But before Starlink launches, there were no “trains of satellites” to be seen, says Tafreshi. SpaceX uses new satellites that can be folded up in the dozens and sent into space on private rocket launches out of Cape Canaveral in Florida and Vandenberg Space Force Base in California.
“You used to see a couple of satellites at the beginning of the night and it was very cool to see a ‘moving star’ in the sky,” Tafreshi says. “Now, every direction you look there are a few moving above you. They’ve stolen the show from the stars.”
While Starlink satellites in low-earth orbit aren’t the brightest man-made objects in the sky, it’s the sheer number of them that’s worrying, says James Lowenthal, professor of astronomy at Smith College. “Starlink’s appear very bright when they're first launched into low orbit—brighter than the great majority of naked-eye stars,” he says. They become fainter as they are both moved to higher orbit as well as actively controlled to face certain directions–primarily for their own communication, but in part to make them appear dimmer, too.

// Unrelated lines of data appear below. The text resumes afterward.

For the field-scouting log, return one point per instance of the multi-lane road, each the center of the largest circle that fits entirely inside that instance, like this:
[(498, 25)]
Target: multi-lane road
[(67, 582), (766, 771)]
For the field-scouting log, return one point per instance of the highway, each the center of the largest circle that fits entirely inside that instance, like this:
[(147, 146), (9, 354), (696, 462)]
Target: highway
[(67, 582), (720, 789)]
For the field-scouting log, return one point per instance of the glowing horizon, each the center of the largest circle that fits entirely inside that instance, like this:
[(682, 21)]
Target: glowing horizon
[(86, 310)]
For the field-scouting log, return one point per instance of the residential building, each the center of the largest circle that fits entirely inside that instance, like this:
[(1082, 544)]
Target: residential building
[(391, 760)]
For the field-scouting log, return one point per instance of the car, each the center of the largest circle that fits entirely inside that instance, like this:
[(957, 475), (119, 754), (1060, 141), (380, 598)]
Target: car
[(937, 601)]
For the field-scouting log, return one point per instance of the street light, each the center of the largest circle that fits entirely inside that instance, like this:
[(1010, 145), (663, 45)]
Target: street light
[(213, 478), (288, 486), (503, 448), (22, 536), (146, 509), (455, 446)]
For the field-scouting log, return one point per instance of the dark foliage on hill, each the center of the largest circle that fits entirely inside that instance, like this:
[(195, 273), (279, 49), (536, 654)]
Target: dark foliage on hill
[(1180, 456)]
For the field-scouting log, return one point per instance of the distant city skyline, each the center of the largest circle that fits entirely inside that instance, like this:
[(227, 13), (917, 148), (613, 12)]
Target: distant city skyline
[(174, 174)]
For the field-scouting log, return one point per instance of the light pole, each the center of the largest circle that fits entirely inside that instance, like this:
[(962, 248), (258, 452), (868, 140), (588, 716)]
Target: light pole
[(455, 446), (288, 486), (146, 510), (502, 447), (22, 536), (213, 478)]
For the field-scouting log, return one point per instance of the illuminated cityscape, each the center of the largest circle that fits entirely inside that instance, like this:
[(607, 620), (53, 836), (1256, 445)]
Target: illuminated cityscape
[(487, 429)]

Other companies with mega constellation projects in the works include Amazon’s Project Kuiper, currently planning a mega constellation of 3,236 satellites for broadband internet purposes. AST SpaceMobile’s BlueWalker 3 will start with 100 satellites and they may be brighter than 99.8 percent of visible stars, according to New Scientist.
Regulating Our Skyscape
When Lowenthal witnessed Starlink’s first satellite launch in 2019, he says he knew “the sky would never be the same again.”
A lack of international regulation and environmental oversight is endangering the sanctity of our skies like never before, says Aparna Venkatesan, a professor in the department of physics and astronomy at the University of San Francisco.
"We have no framework in place to conduct environmental assessments of all phases of satellite constellations, from launches to in-orbit operation to decommissioning,” she says.
Thousands of satellites break down in the atmosphere, leaving an estimated million pieces of space debris “criss-crossing at high relative speeds” and increasing the chance of collision with other space crafts, a 2021 paper asserts. These rockets also leave behind sooty discharge called black carbon, which could cause “changes in the global atmospheric circulation and distributions of ozone and temperature,” according to a 2010 paper.
Satellites contribute to light pollution by reflecting the sun’s light and also by their sheer numbers. Dark Skies organizations are fighting to minimize artificial light at night both to protect local ecosystems, and also to respect communities whose identities are closely tied to the night sky.
“Rapidly growing ground- and space-based light pollution is erasing Indigenous stories and identities—again—as history is painfully repeated for marginalized communities already disproportionately impacted by climate change and other crises,” Venkatesan says.
SpaceX has “done some due diligence,” says Vishnu Reddy, director of the Space4 Center at the University of Arizona, which measures the brightness of Starlink mega constellations and their impacts on ground-based astronomy.
Newer Starlink satellites “don’t reflect as much,” as the first generation satellites from 2019 and 2020, Reddy says, and some older ones have also been “deorbited‚”—falling out of orbit and burning up in the atmosphere.
Lowenthal agrees that SpaceX “quickly heard the alarm from astronomers around the world,” engaging in conversations with astronomers from the company’s first Starlink launch. “What they haven’t done, however, is slow down launches,” he says. “We have always relied on our ability to turn to the night sky for solace and personal connection as well as scientific study…that’s all threatened.”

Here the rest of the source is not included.